What's being done to lessen the risk of floods
The month of June 2017 already had double the rainfall than the average for the entire month, and we still have 11 days to go.
“June has gotten off to a gangbuster start,” said John Mitnik with the South Florida Water Management District.
The first week of the month alone was nothing short of record breaking.
“That period of time was the most rain we’ve had in 7 consecutive days on record,” Mitnik said.
Pumps across South Florida are working non-stop, trying to keep up with water. So far the district has gotten 13 inches of rain.
“To put that in perspective, we generally have about 8 inches of rain for the entire month,” Mitnik said.
Peter Hoelderle with Economy Lawn Services said he can’t keep up with the demand.

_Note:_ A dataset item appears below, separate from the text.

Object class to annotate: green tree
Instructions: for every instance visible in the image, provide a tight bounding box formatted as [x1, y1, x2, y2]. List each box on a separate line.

“It’s non-stop,” Hoelderle said. “June’s been ridiculous, let’s just get it right. We didn’t get any rain for three months and then suddenly we get inundated.”
Mitnik said all that rain at once does pose a problem. Normally, at the beginning of the wet season, the soil is dry and able to absorb lots of water.
“When you get into the excessive rainfall that we’ve had in the first part of June, that soil storage is pretty much gone,” Mitnik said.
That means the flooding risk for the region is high. Mitnik said he is hoping for a break from the rain but if a tropical depression came our way, he said the district is prepared.
“In that event, we would do pre-storm drawdown and we would begin drawing down the entire canal system lower than it already is,” Mitnik said.